Rex Tillerson's State Department is a cold and humorless vacuum, in which laughter suffocates, and smiles are forbidden.
And we know this how? Because there was an April Fool's joke, that the State Department did not like. Like all April Fool's joke, it was innocuous and silly. Unlike all April Fool's jokes, however, it was subject to the cold, calloused bureaucratic soul of the Department of State in 2017.
On April 1, a blog that tracks happenings in Foggy Bottom published a fake "leaked cable." President Donald Trump's administration has been big on talk of cost-cutting, so the blog—Diplopundit—figured they'd poke fun at some cost-cutting measures at State.
The fake cable listed some of the ways embassies had cut down on spending. One embassy was using sheep to pick at their lawns, instead of hiring folks to cut the grass. Another was using the toilets less. And one embassy's thermostat was set to some excruciatingly cold temperature so as to reduce the money spent on heating. The cable also suggested that embassies should buy wine promoted by the White House.
Lol, unless you're Mark Stroh, the acting spokesperson for the State Department.

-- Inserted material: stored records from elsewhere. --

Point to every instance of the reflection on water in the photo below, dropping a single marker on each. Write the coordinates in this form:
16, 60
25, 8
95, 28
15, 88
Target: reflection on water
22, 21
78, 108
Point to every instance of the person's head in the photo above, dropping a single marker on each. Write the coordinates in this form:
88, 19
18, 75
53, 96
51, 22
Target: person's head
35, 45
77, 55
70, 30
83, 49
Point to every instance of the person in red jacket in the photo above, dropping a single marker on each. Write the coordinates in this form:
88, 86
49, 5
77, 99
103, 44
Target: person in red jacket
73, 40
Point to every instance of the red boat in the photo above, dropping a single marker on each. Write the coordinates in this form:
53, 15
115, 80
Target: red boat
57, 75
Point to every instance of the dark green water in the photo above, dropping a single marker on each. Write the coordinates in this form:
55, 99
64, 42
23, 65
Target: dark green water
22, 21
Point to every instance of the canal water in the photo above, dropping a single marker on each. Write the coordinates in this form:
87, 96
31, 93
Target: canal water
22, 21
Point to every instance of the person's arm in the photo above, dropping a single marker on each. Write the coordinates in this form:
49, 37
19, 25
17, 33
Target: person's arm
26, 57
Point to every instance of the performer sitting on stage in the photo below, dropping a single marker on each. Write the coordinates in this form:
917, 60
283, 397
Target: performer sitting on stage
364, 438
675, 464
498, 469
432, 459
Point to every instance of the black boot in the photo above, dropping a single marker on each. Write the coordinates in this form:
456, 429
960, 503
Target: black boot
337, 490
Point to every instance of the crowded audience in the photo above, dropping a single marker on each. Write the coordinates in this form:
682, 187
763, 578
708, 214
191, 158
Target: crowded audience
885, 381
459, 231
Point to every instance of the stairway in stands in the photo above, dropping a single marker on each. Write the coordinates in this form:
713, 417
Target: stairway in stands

Stroh sent an email to Diplopundit about an hour after the fake cable went up. He called the cable "false, a forgery," and asked for it to be removed. The blog recounts all this in a post later that night, and says they took a while to respond to Stroh because they were "out doing errands, and then we watched the most recent episode of Scandal."
Stroh did not like this, either. Four hours after his initial email, he sent another one, asking that Diplopundit take down the fake cable, in all-caps, "IMMEDIATELY." Instead, Diplopundit published both of Stroh's emails.
Sometimes April Fool's? Actually good, if, for nothing else, exposing the party-poopers and humorless among us.